D'ici la ratification par la France du Ceta, « qui aura probablement lieu à l'horizon du deuxième semestre 2018 », « il faut faire la preuve que le dispositif que nous voulons mettre en œuvre puisse nous épargner des risques » évoqués ces derniers mois, a-t-il poursuivi.

Le Ceta, ratifié en février par le Parlement européen, est entré en vigueur de façon provisoire le 21 septembre. Il doit encore être ratifié par les Etats membres de l'UE pour être mis en œuvre de façon totale et définitive. Le texte, qui concerne au total 510 millions d'Européens et 35 millions de Canadiens, suscite de nombreuses inquiétudes, notamment parmi les ONG, qui lui reprochent d'affaiblir les normes sanitaires et environnementales.

Les engagements du gouvernement, qui souhaite également tirer des leçons du Ceta pour les négociations des futurs accords commerciaux, ont été accueillis avec défiance par des ONG et des élus, qui ont insisté sur la difficulté de leur mise en œuvre sans renégocier le traité lui-même. 

« Le plan d'action n'est qu'une suite de dispositifs creux, de vœux pieux ou carrément d'opérations d'enfumage », a dénoncé l'eurodéputé écologiste Yannick Jadot, appelant l'Assemblée à ne pas ratifier le texte. « Si le Parlement ratifie le Ceta, les mesures de sanction des carburants issus des sables bitumineux, d'interdiction du glyphosate ou encore d'étiquetage du bœuf canadien élevé dans des conditions déplorables pourraient être attaquées par Total ou Exxon, Monsanto ou les éleveurs canadiens », a-t-il ajouté. 
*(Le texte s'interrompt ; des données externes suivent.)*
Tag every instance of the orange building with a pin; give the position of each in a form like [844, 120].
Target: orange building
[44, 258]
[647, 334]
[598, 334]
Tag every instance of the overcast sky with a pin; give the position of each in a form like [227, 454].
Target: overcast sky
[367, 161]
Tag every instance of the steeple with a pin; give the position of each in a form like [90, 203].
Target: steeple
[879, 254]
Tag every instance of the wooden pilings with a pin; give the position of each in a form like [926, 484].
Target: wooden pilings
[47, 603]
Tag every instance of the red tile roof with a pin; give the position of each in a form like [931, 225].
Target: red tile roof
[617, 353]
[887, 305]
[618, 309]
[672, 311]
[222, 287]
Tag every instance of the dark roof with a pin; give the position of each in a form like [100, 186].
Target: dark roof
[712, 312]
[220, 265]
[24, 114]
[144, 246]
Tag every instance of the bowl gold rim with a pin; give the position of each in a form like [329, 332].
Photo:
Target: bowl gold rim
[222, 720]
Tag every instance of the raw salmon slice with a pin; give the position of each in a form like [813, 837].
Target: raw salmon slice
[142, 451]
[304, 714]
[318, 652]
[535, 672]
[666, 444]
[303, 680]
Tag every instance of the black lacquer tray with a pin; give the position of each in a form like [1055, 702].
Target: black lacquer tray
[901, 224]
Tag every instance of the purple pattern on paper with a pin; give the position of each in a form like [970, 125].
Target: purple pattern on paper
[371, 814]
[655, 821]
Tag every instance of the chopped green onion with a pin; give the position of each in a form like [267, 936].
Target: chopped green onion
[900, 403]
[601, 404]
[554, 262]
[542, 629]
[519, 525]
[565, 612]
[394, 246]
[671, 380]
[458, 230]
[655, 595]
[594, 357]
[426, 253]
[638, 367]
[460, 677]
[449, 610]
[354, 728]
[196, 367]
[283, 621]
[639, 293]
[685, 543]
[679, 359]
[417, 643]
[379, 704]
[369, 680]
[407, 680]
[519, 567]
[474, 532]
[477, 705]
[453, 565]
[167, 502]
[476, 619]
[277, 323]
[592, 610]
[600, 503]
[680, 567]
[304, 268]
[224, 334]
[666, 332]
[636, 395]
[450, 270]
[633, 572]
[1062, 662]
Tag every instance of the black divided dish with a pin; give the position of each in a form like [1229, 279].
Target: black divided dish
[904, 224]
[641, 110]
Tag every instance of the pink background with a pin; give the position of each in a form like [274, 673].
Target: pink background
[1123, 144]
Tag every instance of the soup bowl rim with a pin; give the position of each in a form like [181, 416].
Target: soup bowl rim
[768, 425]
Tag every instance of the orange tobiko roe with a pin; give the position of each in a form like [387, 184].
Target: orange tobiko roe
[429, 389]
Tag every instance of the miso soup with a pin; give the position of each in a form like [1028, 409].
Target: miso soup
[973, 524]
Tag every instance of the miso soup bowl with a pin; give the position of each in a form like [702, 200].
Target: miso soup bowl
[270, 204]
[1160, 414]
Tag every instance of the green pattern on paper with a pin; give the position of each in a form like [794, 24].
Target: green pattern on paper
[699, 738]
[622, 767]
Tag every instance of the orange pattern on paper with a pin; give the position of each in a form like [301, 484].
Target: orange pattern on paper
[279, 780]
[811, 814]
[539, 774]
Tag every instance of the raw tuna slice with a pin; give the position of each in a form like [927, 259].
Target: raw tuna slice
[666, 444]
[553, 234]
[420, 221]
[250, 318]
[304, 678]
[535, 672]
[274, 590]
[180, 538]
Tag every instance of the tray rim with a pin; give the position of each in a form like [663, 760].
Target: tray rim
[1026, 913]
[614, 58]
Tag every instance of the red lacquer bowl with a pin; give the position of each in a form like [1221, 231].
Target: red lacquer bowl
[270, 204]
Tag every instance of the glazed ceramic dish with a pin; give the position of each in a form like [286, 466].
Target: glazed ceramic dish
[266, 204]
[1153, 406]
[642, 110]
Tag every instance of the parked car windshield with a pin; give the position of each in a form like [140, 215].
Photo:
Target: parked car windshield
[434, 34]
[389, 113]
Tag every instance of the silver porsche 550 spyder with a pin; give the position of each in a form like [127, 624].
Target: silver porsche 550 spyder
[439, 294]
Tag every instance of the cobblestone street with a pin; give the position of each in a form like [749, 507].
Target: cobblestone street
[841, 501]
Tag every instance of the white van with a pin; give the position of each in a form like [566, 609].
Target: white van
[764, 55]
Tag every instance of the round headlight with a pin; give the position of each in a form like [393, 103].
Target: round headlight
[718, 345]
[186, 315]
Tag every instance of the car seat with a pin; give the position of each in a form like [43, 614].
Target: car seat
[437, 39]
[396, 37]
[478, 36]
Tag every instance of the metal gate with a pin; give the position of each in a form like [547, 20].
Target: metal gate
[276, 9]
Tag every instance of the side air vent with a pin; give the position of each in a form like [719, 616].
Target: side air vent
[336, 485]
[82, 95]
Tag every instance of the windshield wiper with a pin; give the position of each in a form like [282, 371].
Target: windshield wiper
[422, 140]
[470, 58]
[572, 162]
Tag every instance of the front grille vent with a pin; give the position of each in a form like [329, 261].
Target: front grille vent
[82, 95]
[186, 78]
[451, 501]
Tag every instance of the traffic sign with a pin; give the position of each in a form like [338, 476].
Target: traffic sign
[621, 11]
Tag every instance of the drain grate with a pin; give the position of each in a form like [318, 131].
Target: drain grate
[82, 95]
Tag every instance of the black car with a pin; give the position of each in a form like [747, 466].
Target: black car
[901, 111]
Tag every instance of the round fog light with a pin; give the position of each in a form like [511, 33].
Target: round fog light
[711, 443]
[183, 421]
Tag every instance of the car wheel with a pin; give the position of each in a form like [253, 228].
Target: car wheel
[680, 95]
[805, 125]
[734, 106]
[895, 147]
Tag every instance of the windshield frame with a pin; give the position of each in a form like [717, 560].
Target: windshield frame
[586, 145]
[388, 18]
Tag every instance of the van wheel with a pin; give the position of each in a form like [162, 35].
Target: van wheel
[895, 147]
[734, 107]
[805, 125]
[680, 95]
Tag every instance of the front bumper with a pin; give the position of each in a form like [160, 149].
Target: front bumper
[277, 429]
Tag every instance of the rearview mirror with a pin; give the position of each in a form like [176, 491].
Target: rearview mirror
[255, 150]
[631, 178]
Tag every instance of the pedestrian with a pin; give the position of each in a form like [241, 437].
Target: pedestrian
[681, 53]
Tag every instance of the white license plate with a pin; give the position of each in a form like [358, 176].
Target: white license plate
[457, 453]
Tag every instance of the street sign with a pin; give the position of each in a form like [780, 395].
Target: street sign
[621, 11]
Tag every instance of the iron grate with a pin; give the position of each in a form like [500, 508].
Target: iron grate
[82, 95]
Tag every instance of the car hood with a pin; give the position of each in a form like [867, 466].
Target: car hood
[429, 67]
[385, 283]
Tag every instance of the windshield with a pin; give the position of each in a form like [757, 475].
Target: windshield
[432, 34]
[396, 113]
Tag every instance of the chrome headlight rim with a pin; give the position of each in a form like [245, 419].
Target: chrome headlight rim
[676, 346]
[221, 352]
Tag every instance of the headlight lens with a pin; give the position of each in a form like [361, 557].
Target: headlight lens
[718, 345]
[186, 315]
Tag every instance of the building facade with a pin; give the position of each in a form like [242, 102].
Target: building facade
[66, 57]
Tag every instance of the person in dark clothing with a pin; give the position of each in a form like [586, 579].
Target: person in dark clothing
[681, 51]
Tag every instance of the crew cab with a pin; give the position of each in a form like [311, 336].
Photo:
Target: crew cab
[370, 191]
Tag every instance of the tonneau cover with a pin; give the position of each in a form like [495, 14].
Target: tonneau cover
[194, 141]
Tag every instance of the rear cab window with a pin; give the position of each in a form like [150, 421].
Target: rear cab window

Ce plan montre « les limites de l'exercice : pas simple d'agir a posteriori sur un accord déjà négocié », a commenté le député LREM Matthieu Orphelin, qui avait avec 17 autres élus de la majorité suggéré une trentaine de mesures pour encadrer le Ceta. « Je retrouve bon nombre de nos propositions, même si le plan reste par ailleurs trop timide sur certains sujets comme les OGM », a-t-il ajouté dans un communiqué.

La Commission européenne a de son côté estimé que le plan d'action, « dans de nombreux domaines », correspondait à ses objectifs, assurant que « la réflexion autour de l'évolution de la politique commerciale de l'UE » se poursuivrait.

Le gouvernement veut notamment demander au niveau européen un « étiquetage de l'origine des viandes et des produits laitiers contenus » dans les produits alimentaires et relancer les discussions européennes pour fixer des « objectifs ambitieux de baisse de l'empreinte carbone des carburants consommés dans l'UE ». Une décision jugée insuffisante par l'Association nationale interprofessionnelle du bétail et des viandes (Interbev), qui réclame toujours une renégociation de l'accord.